I'd like to confirm this issue before opening a pull request to fix it.
The postgres vs in Flowise is using implementation from here and yes its using distance
There's another way to do this via here, and this allow you to do cosine, innerProduct or euclidean
We can change the implementation to use the latter one if that solve the issue
Hi @HenryHengZJ, thanks for your answer.
I'm not sure I get your point. Do you mean the distanceStrategy attribute? If so, there are two doubts that just raised about it:
- Am I able to specify the strategy through the flow builder?
- And does changing the strategy solve the situation where we calculate the
distancebut in the flow we specify the minimumsimilarityinstead?
The issue was actually regarding the fact that we pass a minimum similarity score to the block in the flow, but we compare it to the distance instead (which, instead of "the bigger, the better" is "the smaller, the better"), making the "minimum score" input not having the expected behavior.

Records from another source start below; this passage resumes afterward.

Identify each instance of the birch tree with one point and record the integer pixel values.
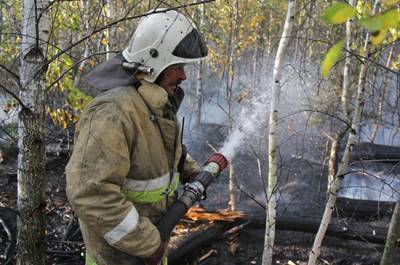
(31, 239)
(354, 132)
(392, 237)
(273, 140)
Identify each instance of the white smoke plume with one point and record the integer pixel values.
(250, 120)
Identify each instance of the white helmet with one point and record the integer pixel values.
(163, 39)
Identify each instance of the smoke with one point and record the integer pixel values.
(250, 120)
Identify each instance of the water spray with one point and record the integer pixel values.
(193, 192)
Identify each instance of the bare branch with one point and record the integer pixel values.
(117, 22)
(14, 96)
(74, 65)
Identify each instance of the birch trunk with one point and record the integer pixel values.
(81, 68)
(229, 96)
(199, 80)
(31, 239)
(272, 140)
(382, 96)
(326, 218)
(347, 65)
(392, 238)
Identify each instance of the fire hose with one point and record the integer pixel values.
(193, 192)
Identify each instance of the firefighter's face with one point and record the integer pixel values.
(171, 77)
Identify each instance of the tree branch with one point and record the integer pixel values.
(74, 65)
(14, 96)
(117, 22)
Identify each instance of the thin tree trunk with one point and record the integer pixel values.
(382, 96)
(31, 239)
(346, 71)
(85, 54)
(199, 80)
(392, 238)
(273, 139)
(326, 218)
(229, 96)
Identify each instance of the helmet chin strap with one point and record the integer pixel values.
(140, 68)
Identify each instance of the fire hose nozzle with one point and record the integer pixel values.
(218, 159)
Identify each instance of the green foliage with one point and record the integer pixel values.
(379, 25)
(386, 20)
(338, 13)
(331, 58)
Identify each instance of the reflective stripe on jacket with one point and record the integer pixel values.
(118, 179)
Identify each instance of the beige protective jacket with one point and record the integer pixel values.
(118, 174)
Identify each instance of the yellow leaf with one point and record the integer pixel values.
(390, 2)
(104, 41)
(378, 36)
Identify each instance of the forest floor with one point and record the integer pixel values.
(65, 244)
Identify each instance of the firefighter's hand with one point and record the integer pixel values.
(157, 256)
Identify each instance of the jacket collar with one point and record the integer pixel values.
(155, 96)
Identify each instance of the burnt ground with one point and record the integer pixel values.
(65, 244)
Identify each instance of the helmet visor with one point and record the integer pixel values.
(192, 46)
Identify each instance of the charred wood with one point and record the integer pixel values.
(369, 151)
(363, 209)
(340, 229)
(194, 242)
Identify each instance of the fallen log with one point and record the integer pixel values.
(194, 242)
(369, 151)
(341, 229)
(348, 230)
(363, 209)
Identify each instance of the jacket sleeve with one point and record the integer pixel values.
(190, 169)
(95, 174)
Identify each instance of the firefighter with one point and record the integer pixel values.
(128, 158)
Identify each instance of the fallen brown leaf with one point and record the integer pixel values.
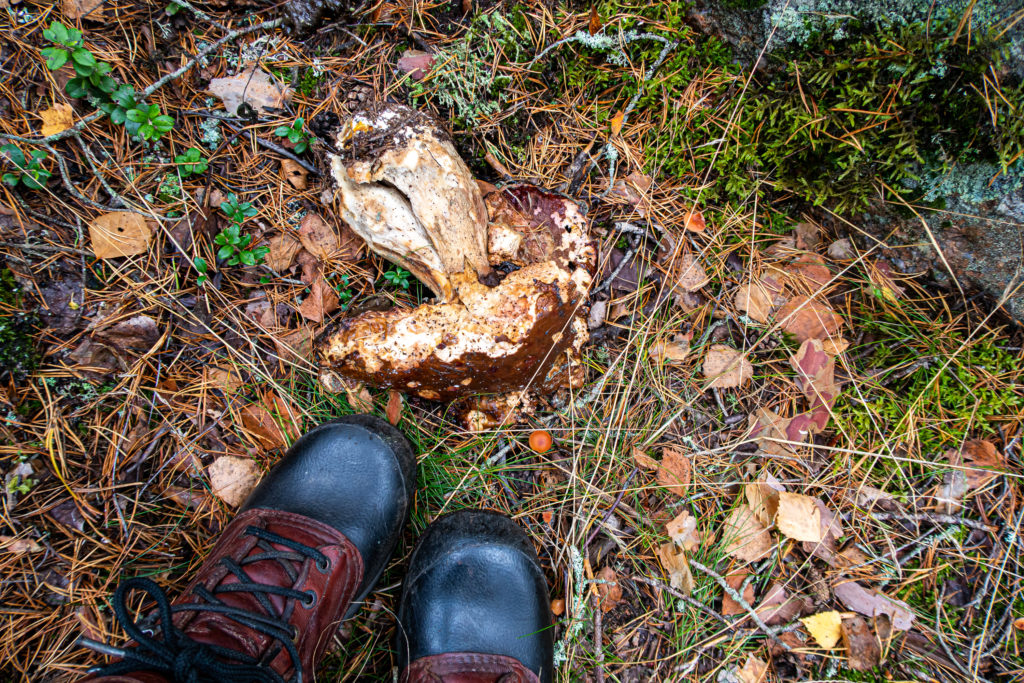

So, as I'm not very familiar with these distance strategies yet, do you think changing it would solve this situation or would it be better to actually change how the query is built to consider the similarity instead of the distance?
To add to this, calculating cosine similarity on the exact same vector does not give a score of 1, but close to a score of 0.5
Is there a follow up on this?
I would be interested to also be able to select the metric to fetch vectors from the pgvector database.